Steepness and extremely chalky soils account for grand, deep terroir wines - laborious and intensive manual work provided. The Single Vineyard Pössnitzberg is the most southern single vineyard in Styria and is very important for our winery. In the fifties our grandfather Johann Sabathi recognised the potential of the site Pössnitzberg and acquired the first core of this precious vineyard. This extremely steep and rocky single vineyard benefits from partly very old vines and deep roots. Due to an inclination of 75% this vineyard needs to be cultivated almost by hand.
Warm winds coming up from Slovenian valleys meet cool air streams from the Koralpe Mountains in the west.
These extreme temperature differences cause a spicy and multi-faceted aroma spectrum.

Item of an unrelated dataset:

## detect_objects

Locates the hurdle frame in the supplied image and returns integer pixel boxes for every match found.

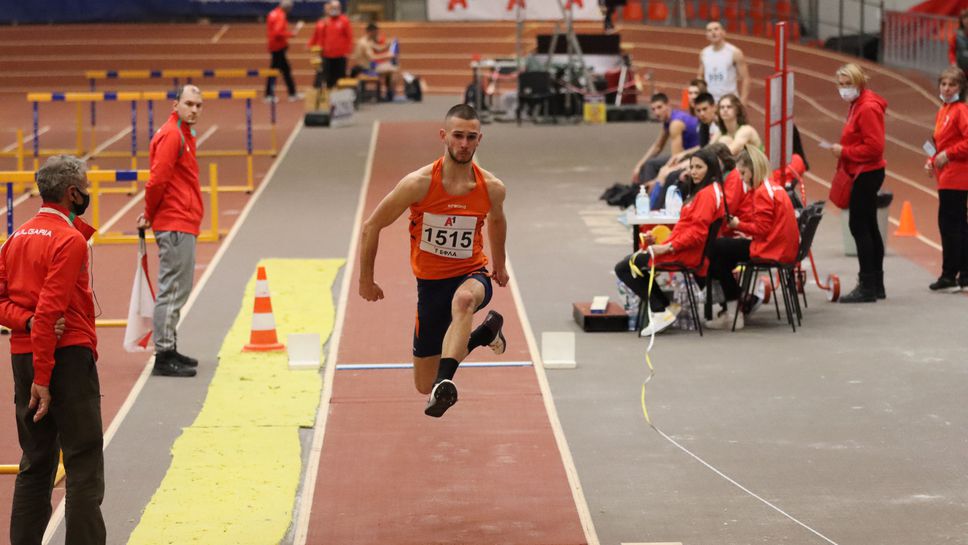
[25,90,267,193]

Pössnitzberg is located on the southern part of the "West Styrian Bay" of the Styrian Basin. In former times (in the Neogene), several 1000 meter thick marine sediments have been deposited there. These deposits, also called "Steirischer Schlier", are clayey up to fine sandy, gray-green coloured marls including plant fossils and sandstone interstratifications. These scarce and very chalky soils, called “Opok” (chalky marl), are characterised by a humous topsoil formed by weathering, which often does not exceed a height of 20 centimeters, and firm sedimentary rocks.